Cristián Nanzer designs House on El Dragón in Córdoba’s Punilla Valley, where stone and concrete frame sweeping mountain views.

House on El Dragón by Cristián Nanzer, Photography Gonzalo Viramonte

In the Punilla Valley of Córdoba Province, Argentina, Cristián Nanzer has designed a residence that stands in dialogue with both geography and structure. Positioned near Cerro El Dragón, the House on El Dragón takes advantage of its elevated plateau site, commanding views across rolling hills and semi-arid mountain landscapes. Its composition is linear and stratified, divided into two distinct levels that respond to the topography and orientation of the land.

HOUSING

The ground floor is conceived as a stone base, constructed with cyclopean concrete walls that anchor the house to the hillside. Within this foundation are guest bedrooms, a craft workshop, service spaces, and the main entrance accessed from the garage. An exterior terrace extends the program outward, reinforcing the connection between interior and terrain. This heavy, tactile base forms the platform upon which the lighter, more expressive upper level is set.

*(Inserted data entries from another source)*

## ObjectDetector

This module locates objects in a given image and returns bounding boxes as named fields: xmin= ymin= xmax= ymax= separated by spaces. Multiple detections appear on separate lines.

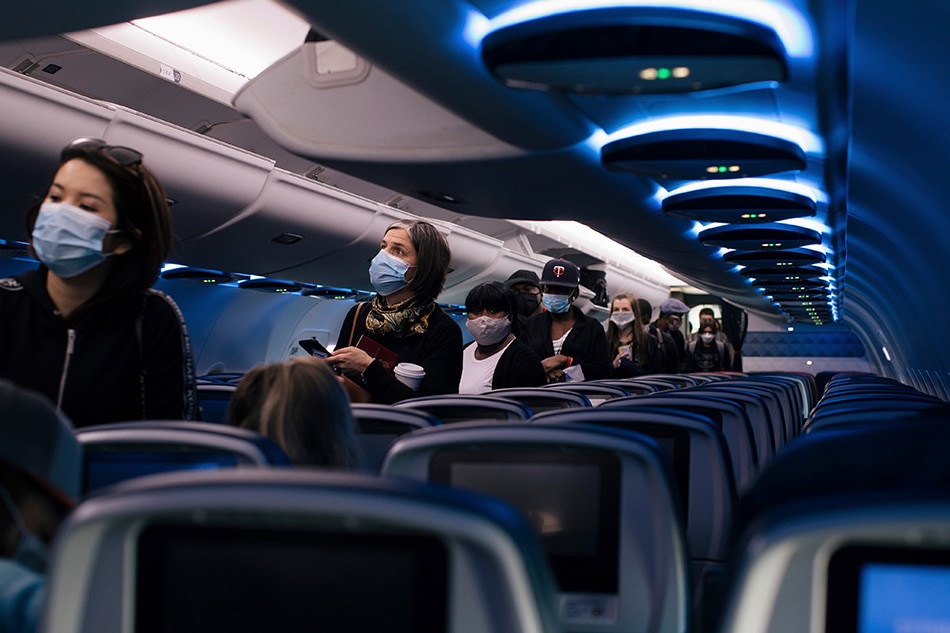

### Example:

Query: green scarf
xmin=365 ymin=295 xmax=436 ymax=337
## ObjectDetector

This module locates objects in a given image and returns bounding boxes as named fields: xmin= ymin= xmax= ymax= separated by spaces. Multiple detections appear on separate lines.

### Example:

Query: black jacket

House on El Dragón by Cristián Nanzer, Photography Gonzalo Viramonte

Above, the upper floor reveals itself as an independent concrete structure organized by a modular grid of six-meter spans. The grid shifts according to use: wide in the social spaces, narrower in the private quarters. The layout separates public and private realms through a central hall that doubles as a viewpoint, framing the southern panorama from the moment of entry. Exposed concrete is not treated as background but as the architecture itself, making the building’s structure legible in every gesture.

Cantilevered galleries run along the perimeter, wrapping all façades except the southern one. On that side, the circulation unfolds as a longitudinal corridor defined by a suspended partition, pierced by large concrete volumes that frame precise vistas. Overhead natural light filters into this space, producing shifting patterns of illumination that bring dynamism to the interiors. The effect underscores the project’s interest in structure and light as equally material conditions.

House on El Dragón by Cristián Nanzer, Photography Gonzalo Viramonte

Materially, the house is reduced to two elements: natural stone and exposed concrete, described as “artificial stone.” This deliberate limitation creates coherence across the project, establishing a dialogue between gravity and levity. The heavy walls ground the building, while the elevated concrete grids and cantilevers open it toward the expansive valley views. Daylight, treated as a palpable element, interacts with these surfaces, evoking the atmospheric qualities of the Córdoba region.

Nanzer conceives the house as an open and flexible work, one that is unfinished in the generative sense. Rather than finality, the architecture aspires to evolve with its inhabitants’ presence, accommodating subjective appropriations and changes over time. In this way, House on El Dragón becomes not only an architectural object but also a stage for living, resonating with both its rugged setting and its future life within it.